Editorial-El Debate
  • El líder del PSOE se atrinchera en el poder para dotarse de una defensa espuria ante la respuesta decente del Estado de derecho a sus excesos

Anadie puede sorprenderle que Pedro Sánchez desprecie el interés general y opte por el propio, pues esa es la marca identitaria de su carrera política: la inició con un asalto a la Moncloa, tras sendas derrotas humillantes en las urnas y con una moción de censura espuria con partidos antisistema; la continuó ignorando el designio de las urnas en un cambalache obsceno entre una investidura y un catálogo de rendiciones constitucionales y la está rematando anegado por la corrupción y atrincherado en el poder.

El líder socialista, en fin, siempre ha conculcado el primer mandato de un presidente digno, que es bien sencillo de definir: hacer lo correcto, entendiendo como tal lo que dictan las leyes, regula la costumbre y reclama la sociedad.

Nunca lo ha hecho, hasta el punto indecente de intercambiar la impunidad de delincuentes por la promoción propia, vinculando su supervivencia a la cobertura de las exigencias de un prófugo de la Justicia, un condenado por terrorismo y otro por sedición; a quienes vincula la gobernación de un país indefenso por la complicidad del Gobierno con quienes quieren destruirlo.

A esa ignominia le añade la de la corrupción, en cuyo combate trató de justificar su llegada al poder hace siete años, con un discurso de transparencia, probidad y ética que conculcó desde el primer momento y resumen los escandalosos informes de la UCO, los obscenos audios de sus principales colaboradores, los detallados autos judiciales y el cúmulo de casos que afectan a su entorno político y familiar hasta extremos desconocidos en ningún país occidental.
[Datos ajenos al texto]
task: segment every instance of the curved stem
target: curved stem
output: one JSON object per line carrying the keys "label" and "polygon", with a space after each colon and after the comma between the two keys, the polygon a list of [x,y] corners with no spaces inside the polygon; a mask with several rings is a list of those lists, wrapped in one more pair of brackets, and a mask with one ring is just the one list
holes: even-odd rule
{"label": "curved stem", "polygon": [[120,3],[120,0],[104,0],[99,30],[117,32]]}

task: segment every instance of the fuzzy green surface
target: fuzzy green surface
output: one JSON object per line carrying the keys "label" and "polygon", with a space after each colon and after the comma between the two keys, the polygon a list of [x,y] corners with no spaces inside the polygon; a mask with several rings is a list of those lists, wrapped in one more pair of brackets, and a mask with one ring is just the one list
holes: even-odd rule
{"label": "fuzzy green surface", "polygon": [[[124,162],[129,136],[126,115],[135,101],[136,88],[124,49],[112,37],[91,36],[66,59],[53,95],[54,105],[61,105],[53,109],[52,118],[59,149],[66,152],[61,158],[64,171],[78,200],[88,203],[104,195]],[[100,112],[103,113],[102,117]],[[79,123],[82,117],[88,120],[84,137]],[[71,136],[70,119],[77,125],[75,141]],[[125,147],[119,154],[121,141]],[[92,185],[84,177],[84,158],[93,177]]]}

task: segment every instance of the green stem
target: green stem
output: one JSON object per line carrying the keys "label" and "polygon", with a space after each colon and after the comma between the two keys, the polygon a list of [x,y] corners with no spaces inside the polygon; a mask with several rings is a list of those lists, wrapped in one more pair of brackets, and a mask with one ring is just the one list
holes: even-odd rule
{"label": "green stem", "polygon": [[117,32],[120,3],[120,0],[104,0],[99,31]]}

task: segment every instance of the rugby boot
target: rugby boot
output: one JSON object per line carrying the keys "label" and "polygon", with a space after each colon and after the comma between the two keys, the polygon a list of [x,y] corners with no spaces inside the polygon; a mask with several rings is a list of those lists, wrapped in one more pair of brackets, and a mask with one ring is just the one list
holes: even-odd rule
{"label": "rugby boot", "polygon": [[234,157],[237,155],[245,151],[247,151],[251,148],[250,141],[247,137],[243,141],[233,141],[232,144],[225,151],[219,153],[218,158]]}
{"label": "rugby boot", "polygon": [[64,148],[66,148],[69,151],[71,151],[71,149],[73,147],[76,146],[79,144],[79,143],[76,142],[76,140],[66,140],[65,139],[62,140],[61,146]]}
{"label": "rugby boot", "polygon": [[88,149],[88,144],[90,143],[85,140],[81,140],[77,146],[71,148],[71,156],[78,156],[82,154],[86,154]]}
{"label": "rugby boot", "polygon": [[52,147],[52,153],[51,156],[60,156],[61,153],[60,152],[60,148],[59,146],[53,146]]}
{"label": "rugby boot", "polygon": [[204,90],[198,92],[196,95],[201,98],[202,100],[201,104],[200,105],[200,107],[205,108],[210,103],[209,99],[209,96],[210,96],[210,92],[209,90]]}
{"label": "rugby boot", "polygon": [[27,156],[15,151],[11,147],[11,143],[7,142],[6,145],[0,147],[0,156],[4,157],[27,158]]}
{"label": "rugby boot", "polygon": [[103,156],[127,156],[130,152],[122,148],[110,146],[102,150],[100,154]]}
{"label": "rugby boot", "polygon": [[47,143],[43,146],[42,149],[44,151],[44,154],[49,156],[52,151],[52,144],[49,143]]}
Un presidente no tiene derecho a alegar que todo para él es una sorpresa si, a continuación, no asume la responsabilidad política exigible para el caso. Pero ese precepto es insuficiente para Sánchez, pues su versión de los hechos es incompatible con las evidencias documentales, que le sitúan más cerca de la complicidad y el encubrimiento que del desconocimiento.
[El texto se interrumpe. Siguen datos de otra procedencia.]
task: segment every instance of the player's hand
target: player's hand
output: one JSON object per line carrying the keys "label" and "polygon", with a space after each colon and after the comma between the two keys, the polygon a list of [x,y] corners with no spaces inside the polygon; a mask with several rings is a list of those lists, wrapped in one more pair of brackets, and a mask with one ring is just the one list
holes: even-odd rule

Porque, al igual que los imputados son su esposa y su hermano y nada de lo que hicieran se entiende sin sus lazos familiares; los señalados por los escándalos son sus dos últimos secretarios de Organización, a quienes utilizó, promocionó y protegió hasta que, simplemente, mantenerlos era incompatible con su propia supervivencia. Y aunque niegue la proximidad de Koldo García, no es un dato menor que Koldo fue la persona a la que confío sus avales en el congreso del PSOE.

Aceptando que Sánchez no participara en las andanzas de Cerdán y Ábalos, algo que tendrán que certificar los tribunales llegado el caso, las toleró con desprecio a las prolijas y detalladas informaciones que desde hace años se vienen publicando, tantas de ellas en El Debate.

Y lejos de adoptar una posición de duda y prospección de los hechos, decidió atacar a quienes las destapaban, las investigaban o las enjuiciaban; con discursos antisistema impropios de un demócrata y un afán legislativo destinado a dotarse de impunidad.

Quizá porque el líder socialista es bien consciente de que, por mucho poder espurio que despliegue para protegerse, un Estado de derecho sólido encontrará la réplica adecuada y mantendrá firmes los diques de contención a los abusos, incluso cuando estén inducidos por quien más debería ayudar en su tarea.

La supuesta resistencia de Sánchez es en realidad insurgencia, con tintes de burda estrategia para escapar de las responsabilidades incluso legales que puede haber contraído por acción u omisión. Y ante eso, la mejor respuesta es la tranquilidad, el rigor y el respeto a las instituciones y sus procedimientos, que a buen seguro encierran la llave para colocar al personaje en el lugar que se ha ganado.